SEOUL: Chinese Premier Li Qiang praised what he called a restart in relations with Japan and South Korea as he met their leaders for the first three-way talks in over four years on Monday in Seoul, striving to revive trade and security dialogues hampered by pandemic and global tensions.

Li, South Korean President Yoon Suk Yeol, and Japanese Prime Minister Fumio Kishida will adopt a joint statement on six areas, including the economy and trade, science and technology, people-to-people exchanges and health and the aging population, Seoul officials said.

They may also agree to resume three-party free trade agreement negotiations, which have been stalled since 2019, according to Japanese media.

At the summit, Li called for the comprehensive resumption of trilateral cooperation with an open attitude and transparent measures, Xinhua reported. He said relations between the three nations had not changed despite profound global transformations.

All three reaffirm resolve to denuclearise Korean Peninsula

“Our meeting today, first in more than four years, is both a restart and a new beginning,” Li said, according to a post on X by China’s foreign ministry.

Amid the rivalry between Beijing and Washington, China and the US allies — South Korea and Japan — are trying to manage distrust.

Yoon and Kishida have charted a closer course with each other and to Washington, embarking on unprecedented three-way cooperation with the US on military and other measures.

Monday’s summit comes a day after the leaders met separately for bilateral talks with each other. In those meetings, Li and Yoon agreed to a diplomatic and security dialogue and resume free trade talks, while Kishida and the Chinese premier discussed Taiwan and agreed to hold a new round of bilateral high-level economic dialogue.

Officials and diplomats from South Korea and Japan have set a low bar for the summit, saying it is uncertain whether there will be major announcements but that just gathering will help the three countries revive and reinvigorate their strained ties.

The three leaders are also due to attend a forum with top business executives.

South Korea, Japan and China had held 16 rounds of official negotiations over a three-way FTA after they first kicked off in 2012.
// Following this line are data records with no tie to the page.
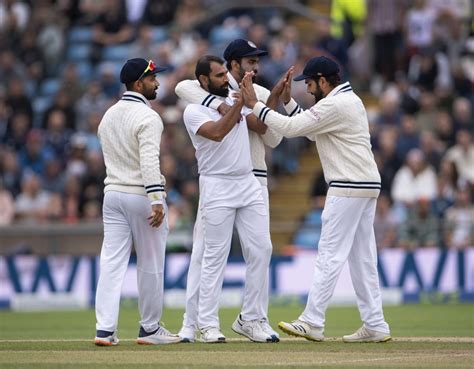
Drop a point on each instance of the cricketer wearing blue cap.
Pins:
(337, 122)
(134, 210)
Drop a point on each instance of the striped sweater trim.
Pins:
(356, 185)
(155, 188)
(134, 98)
(259, 173)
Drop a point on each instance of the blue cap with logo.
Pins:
(317, 67)
(137, 68)
(241, 48)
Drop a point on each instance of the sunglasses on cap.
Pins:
(150, 68)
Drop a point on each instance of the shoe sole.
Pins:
(385, 339)
(269, 340)
(295, 334)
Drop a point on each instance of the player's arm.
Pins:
(217, 130)
(191, 90)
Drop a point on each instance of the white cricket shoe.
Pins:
(187, 334)
(212, 335)
(159, 337)
(364, 334)
(267, 328)
(299, 328)
(107, 340)
(252, 329)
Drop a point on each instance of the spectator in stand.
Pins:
(76, 163)
(444, 129)
(93, 101)
(17, 99)
(57, 136)
(7, 206)
(14, 17)
(32, 204)
(384, 20)
(459, 230)
(17, 130)
(10, 171)
(388, 160)
(427, 114)
(111, 28)
(462, 155)
(463, 115)
(409, 137)
(385, 223)
(446, 185)
(53, 178)
(419, 21)
(431, 149)
(414, 181)
(36, 153)
(421, 228)
(63, 102)
(72, 82)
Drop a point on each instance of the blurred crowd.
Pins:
(411, 60)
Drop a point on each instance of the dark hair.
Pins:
(229, 62)
(203, 66)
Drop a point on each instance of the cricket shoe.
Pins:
(364, 334)
(160, 336)
(267, 328)
(252, 329)
(299, 328)
(105, 338)
(187, 334)
(212, 335)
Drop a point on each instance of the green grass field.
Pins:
(425, 336)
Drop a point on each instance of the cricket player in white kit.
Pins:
(241, 56)
(338, 124)
(229, 194)
(134, 210)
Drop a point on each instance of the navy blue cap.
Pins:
(317, 67)
(241, 48)
(133, 70)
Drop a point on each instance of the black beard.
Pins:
(222, 91)
(150, 95)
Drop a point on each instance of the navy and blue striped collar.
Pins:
(136, 97)
(344, 87)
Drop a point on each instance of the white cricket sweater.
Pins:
(338, 124)
(130, 135)
(192, 92)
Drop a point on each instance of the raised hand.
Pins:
(248, 92)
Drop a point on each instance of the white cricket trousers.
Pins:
(125, 223)
(347, 234)
(194, 275)
(225, 201)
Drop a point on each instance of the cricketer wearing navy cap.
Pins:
(137, 68)
(241, 49)
(317, 67)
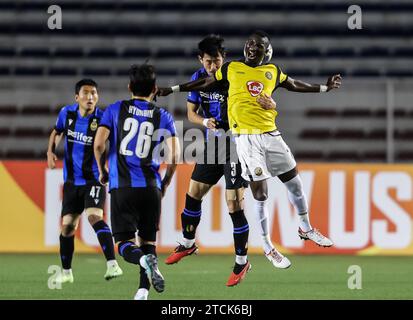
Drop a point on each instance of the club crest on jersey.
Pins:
(255, 88)
(94, 125)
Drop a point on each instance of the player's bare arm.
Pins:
(266, 102)
(334, 82)
(173, 151)
(99, 148)
(194, 117)
(196, 85)
(54, 140)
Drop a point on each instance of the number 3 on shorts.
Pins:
(94, 192)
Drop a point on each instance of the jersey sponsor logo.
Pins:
(79, 137)
(212, 96)
(140, 113)
(255, 88)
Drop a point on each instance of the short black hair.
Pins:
(85, 82)
(261, 34)
(142, 79)
(212, 45)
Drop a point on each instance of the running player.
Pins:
(81, 191)
(215, 164)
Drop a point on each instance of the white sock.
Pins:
(304, 222)
(188, 242)
(263, 224)
(241, 259)
(111, 263)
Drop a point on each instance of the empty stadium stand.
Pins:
(102, 38)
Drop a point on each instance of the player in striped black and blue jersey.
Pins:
(81, 191)
(138, 131)
(220, 160)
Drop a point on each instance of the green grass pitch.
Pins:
(24, 276)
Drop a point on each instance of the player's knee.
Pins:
(94, 218)
(197, 190)
(295, 187)
(260, 195)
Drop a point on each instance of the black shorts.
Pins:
(78, 198)
(220, 159)
(135, 209)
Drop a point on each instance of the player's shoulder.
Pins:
(113, 106)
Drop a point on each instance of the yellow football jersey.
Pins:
(246, 83)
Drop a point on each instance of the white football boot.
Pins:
(277, 259)
(315, 236)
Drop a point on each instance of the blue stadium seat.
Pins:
(28, 71)
(35, 52)
(374, 52)
(102, 53)
(96, 72)
(136, 53)
(340, 52)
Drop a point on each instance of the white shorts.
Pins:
(263, 155)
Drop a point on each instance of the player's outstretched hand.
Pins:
(266, 102)
(334, 82)
(51, 160)
(164, 92)
(104, 177)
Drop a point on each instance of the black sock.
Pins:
(105, 239)
(143, 280)
(130, 252)
(67, 247)
(241, 231)
(238, 268)
(190, 217)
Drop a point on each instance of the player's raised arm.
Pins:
(196, 85)
(291, 84)
(173, 152)
(54, 140)
(99, 148)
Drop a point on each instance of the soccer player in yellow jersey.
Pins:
(262, 151)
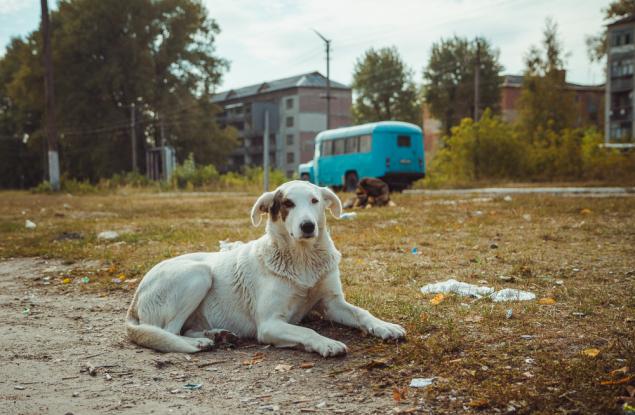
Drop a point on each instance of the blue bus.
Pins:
(388, 150)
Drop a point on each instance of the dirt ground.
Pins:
(64, 294)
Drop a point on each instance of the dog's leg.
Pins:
(282, 334)
(337, 309)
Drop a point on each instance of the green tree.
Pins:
(384, 88)
(449, 79)
(597, 44)
(545, 104)
(109, 54)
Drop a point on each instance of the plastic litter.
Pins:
(421, 382)
(510, 294)
(348, 215)
(108, 235)
(457, 287)
(228, 246)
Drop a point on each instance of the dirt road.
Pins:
(47, 339)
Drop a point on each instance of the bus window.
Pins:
(339, 146)
(365, 144)
(403, 141)
(352, 145)
(327, 148)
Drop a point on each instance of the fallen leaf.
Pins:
(399, 394)
(622, 381)
(437, 299)
(620, 371)
(591, 352)
(478, 403)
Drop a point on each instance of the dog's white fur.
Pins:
(260, 289)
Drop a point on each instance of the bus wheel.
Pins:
(350, 181)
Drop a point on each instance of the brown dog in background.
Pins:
(370, 192)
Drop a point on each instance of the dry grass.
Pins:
(585, 260)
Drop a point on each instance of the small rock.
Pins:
(108, 235)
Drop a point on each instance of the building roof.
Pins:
(516, 81)
(627, 19)
(306, 80)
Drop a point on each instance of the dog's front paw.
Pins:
(327, 347)
(387, 331)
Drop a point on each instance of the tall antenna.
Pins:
(328, 78)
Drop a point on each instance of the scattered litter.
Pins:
(510, 294)
(225, 245)
(593, 352)
(108, 235)
(421, 382)
(454, 286)
(283, 368)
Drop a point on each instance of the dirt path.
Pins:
(45, 348)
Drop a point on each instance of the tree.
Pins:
(449, 79)
(597, 44)
(545, 104)
(108, 55)
(384, 88)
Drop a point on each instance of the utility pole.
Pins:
(328, 79)
(51, 129)
(133, 134)
(265, 152)
(477, 81)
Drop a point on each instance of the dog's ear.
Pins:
(333, 203)
(261, 207)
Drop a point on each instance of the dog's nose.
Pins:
(307, 227)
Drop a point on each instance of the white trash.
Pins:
(454, 286)
(421, 382)
(228, 246)
(108, 235)
(510, 294)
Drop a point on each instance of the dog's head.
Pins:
(298, 207)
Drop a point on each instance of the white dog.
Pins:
(260, 289)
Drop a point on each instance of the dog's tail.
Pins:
(154, 337)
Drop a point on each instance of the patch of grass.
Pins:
(584, 261)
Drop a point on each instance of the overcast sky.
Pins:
(266, 40)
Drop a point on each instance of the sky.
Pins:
(267, 40)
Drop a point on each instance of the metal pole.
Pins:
(51, 128)
(265, 151)
(477, 81)
(133, 134)
(328, 79)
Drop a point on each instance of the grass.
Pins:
(578, 251)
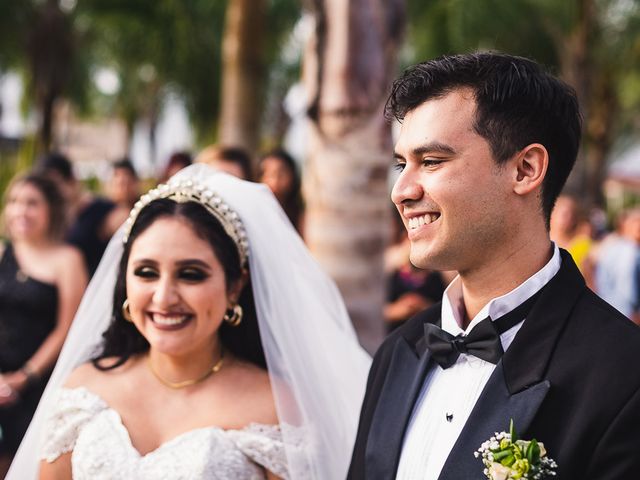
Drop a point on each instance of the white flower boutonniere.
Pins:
(508, 458)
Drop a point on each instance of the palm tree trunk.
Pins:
(243, 75)
(349, 65)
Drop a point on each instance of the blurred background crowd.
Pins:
(101, 100)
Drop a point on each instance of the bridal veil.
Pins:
(318, 371)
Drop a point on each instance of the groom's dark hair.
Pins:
(517, 104)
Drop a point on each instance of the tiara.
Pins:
(190, 191)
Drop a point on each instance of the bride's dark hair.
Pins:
(122, 340)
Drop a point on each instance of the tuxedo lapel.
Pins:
(517, 387)
(492, 413)
(405, 376)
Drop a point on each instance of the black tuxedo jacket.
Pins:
(570, 379)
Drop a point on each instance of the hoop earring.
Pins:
(235, 317)
(126, 312)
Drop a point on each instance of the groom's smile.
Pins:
(451, 193)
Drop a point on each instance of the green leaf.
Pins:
(498, 456)
(533, 452)
(507, 461)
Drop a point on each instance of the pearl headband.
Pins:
(190, 191)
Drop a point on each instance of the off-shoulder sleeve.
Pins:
(74, 407)
(263, 444)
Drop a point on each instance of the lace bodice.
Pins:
(102, 450)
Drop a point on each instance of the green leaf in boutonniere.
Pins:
(507, 457)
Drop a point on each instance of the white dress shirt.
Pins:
(448, 396)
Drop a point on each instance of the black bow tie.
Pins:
(483, 340)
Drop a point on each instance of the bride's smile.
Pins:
(176, 288)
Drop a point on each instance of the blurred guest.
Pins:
(90, 227)
(618, 265)
(571, 230)
(232, 160)
(41, 283)
(124, 185)
(278, 171)
(177, 161)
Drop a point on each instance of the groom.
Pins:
(486, 144)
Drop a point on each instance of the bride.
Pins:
(209, 344)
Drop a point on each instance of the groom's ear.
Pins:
(530, 167)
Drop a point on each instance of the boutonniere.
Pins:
(506, 457)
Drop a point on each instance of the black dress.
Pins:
(28, 311)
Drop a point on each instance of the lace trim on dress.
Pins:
(75, 408)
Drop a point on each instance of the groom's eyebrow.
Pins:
(428, 148)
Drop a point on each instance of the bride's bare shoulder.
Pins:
(92, 374)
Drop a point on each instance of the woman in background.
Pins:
(41, 283)
(225, 350)
(279, 172)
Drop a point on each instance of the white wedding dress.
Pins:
(317, 369)
(102, 450)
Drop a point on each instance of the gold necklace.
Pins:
(187, 383)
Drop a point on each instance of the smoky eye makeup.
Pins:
(193, 274)
(145, 271)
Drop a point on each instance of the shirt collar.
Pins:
(453, 305)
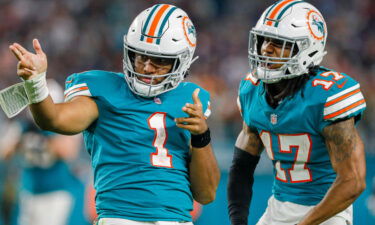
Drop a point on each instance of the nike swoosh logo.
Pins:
(342, 84)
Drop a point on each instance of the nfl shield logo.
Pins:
(157, 100)
(273, 119)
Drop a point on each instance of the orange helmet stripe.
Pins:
(276, 11)
(155, 22)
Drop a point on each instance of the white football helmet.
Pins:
(293, 23)
(163, 31)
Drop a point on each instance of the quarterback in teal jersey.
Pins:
(145, 129)
(304, 116)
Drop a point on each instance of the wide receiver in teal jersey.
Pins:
(304, 116)
(145, 129)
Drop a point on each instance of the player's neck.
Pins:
(276, 92)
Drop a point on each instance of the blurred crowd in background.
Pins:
(80, 35)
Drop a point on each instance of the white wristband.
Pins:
(36, 88)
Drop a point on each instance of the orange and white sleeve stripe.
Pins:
(344, 103)
(207, 113)
(75, 90)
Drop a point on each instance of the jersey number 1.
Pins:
(299, 172)
(161, 158)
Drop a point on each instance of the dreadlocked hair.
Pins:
(287, 87)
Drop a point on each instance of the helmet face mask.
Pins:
(174, 45)
(292, 32)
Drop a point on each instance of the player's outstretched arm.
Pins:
(204, 170)
(245, 159)
(347, 156)
(65, 118)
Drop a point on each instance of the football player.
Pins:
(304, 116)
(145, 129)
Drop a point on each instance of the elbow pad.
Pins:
(240, 184)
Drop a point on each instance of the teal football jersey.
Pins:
(292, 132)
(139, 156)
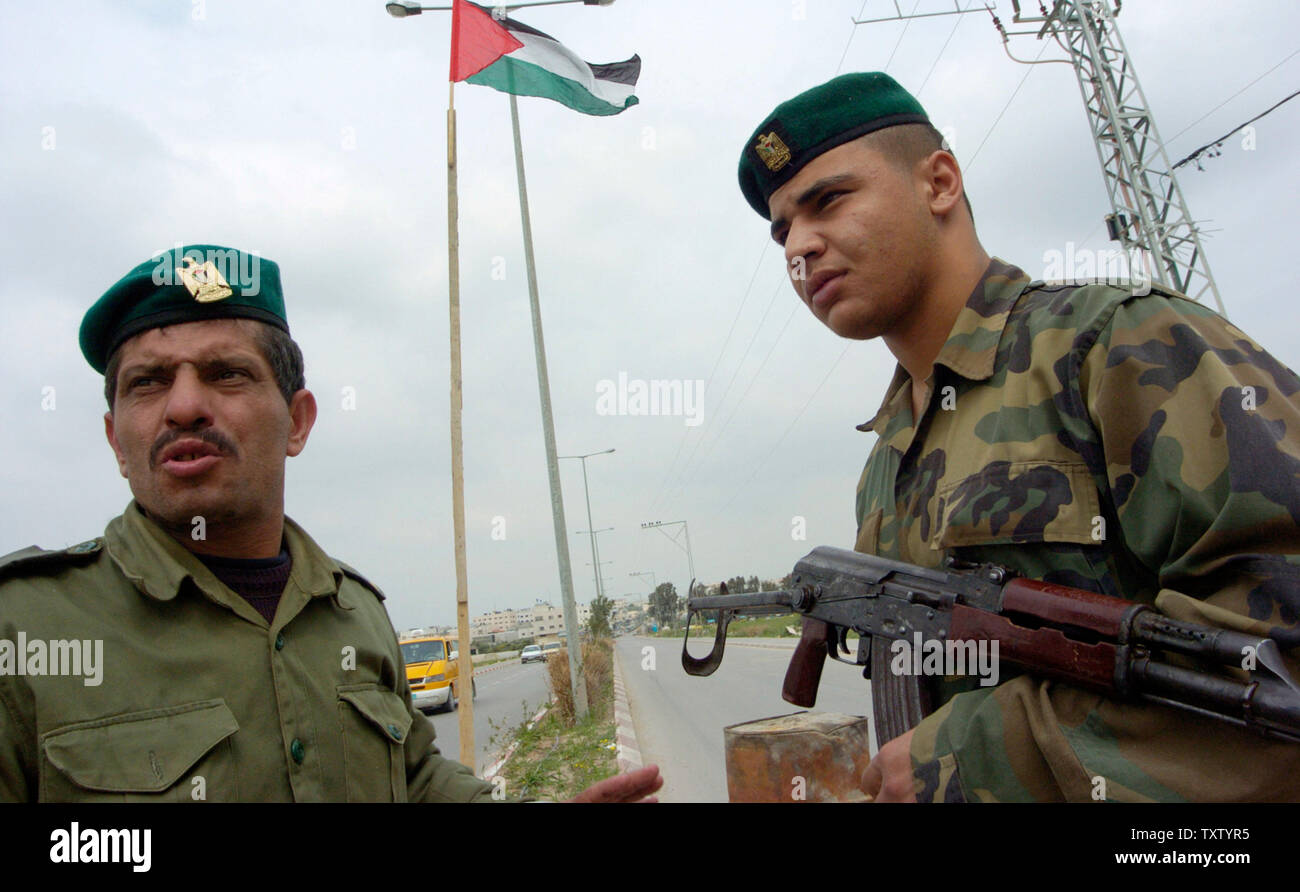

Denuclearisation of Korean Peninsula

In a joint statement issued after the talks, the three countries reaffirmed their commitment to the “denuclearisation of the Korean Peninsula”, adding that peace “serves our common interest and is our common responsibility”.

However, North Korea hit back immediately, as a foreign ministry spokesperson said “discussing the denuclearisation of the Korean peninsula today constitutes a grave political provocation.” Any talk of denuclearisation would “violate the constitutional position of our country as a nuclear weapons state,” said the statement, carried by the official Korean Central News Agency.

“Such thing as ‘complete denuclearisation of the Korean peninsula’ has already died out theoretically, practically and physically,” it added.

As a permanent member of the UN Security Council, China has previously condemned North Korea’s nuclear tests and supported sanctions aimed at curbing its weapons development. Beijing has consistently supported calls for the denuclearisation of the entire Korean peninsula. South Korea does not have nuclear weapons, but is protected by the US that has deployed nuclear-armed submarines to the South in a show of force against the North. In recent years, Beijing has blamed US-South Korea joint military drills for escalating regional tensions.